Week in review 26 September 2014
It was a quiet week this week, at least until we hit Monday. There was some disquiet over eBay listings that led users to sites aimed at stealing their credentials. There was considerably more disquiet over eBay’s reaction to the issue. Malvertising hit the front page briefly, before being knocked off by jQuery. Finally, Kaspersky released their August report, in which Australia came out a winner (sort of).
The new iPhone came out last week, which caused a rise in eBay listings for older iPhones. It also caused a rise in bogus listings, as scammers created active listings, inserted malicious code, and waited for shoppers to fall for the trap. Unfortunately a few shoppers did fall for the trap, leading to compromised eBay accounts. Whilst the initial concern was the code was able to be used in active listings, of more concern was eBay’s seeming lax attitude to fixing the issue. Several security bloggers and technical journalists expressed concern that the flaw was left open.
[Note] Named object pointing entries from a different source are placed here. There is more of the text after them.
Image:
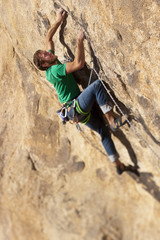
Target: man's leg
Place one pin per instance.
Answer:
(97, 92)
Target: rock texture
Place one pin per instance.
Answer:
(56, 183)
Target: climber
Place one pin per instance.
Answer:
(60, 75)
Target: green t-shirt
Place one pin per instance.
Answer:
(64, 84)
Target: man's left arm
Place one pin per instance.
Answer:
(53, 29)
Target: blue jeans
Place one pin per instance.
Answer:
(97, 92)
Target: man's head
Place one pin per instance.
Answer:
(44, 59)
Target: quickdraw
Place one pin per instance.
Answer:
(72, 111)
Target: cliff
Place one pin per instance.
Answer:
(57, 183)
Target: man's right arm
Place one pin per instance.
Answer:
(53, 29)
(79, 59)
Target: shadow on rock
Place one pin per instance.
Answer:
(146, 179)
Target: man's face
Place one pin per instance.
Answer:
(47, 57)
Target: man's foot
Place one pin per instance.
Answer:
(118, 122)
(122, 168)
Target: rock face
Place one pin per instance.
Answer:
(57, 183)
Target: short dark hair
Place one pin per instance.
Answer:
(38, 62)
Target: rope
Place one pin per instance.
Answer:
(130, 124)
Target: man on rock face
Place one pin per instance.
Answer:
(60, 75)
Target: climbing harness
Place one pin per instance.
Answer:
(72, 111)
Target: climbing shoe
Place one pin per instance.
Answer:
(123, 168)
(118, 122)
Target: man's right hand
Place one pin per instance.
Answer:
(81, 35)
(61, 14)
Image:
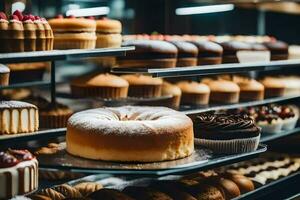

Even at the time of writing, the exploit was still available. Malvertising is a new form of malware distribution. The technique is to use advertising pop-ups that contain malicious code that divert the user to other sites that serve up malware. A new malicious type of malvertising network (dubbed the Kyle and Stan network) cropped up recently. This network was reported this week by Cisco to be nine times larger than first thought.
The Kyle and Stan network has been able to insert ads on websites such as Amazon, making it a dangerous form of malvertising. jQuery.com was compromised this week; initial reports suggested that it was sending out drive-by malware. Fortunately this turned out to be false; in fact, no malware was installed on the site. The only impact was defacement of the site. Given the widespread use of the jQuery site by IT system administrators, it was fortunate that the attack was limited to defacement. Finally, Australia led the way in being the target of phishing attacks. This was one of the findings from the monthly report released by Kaspersky on spam. Other areas indicated that spam is still highly prevalent, constituting 67.2% of all email traffic. Phishing was up by 62% in August, and Google is the number one organisation target for phishing attacks.
As noted in our article on the report, the statistics are based on data obtained from Kaspersky products.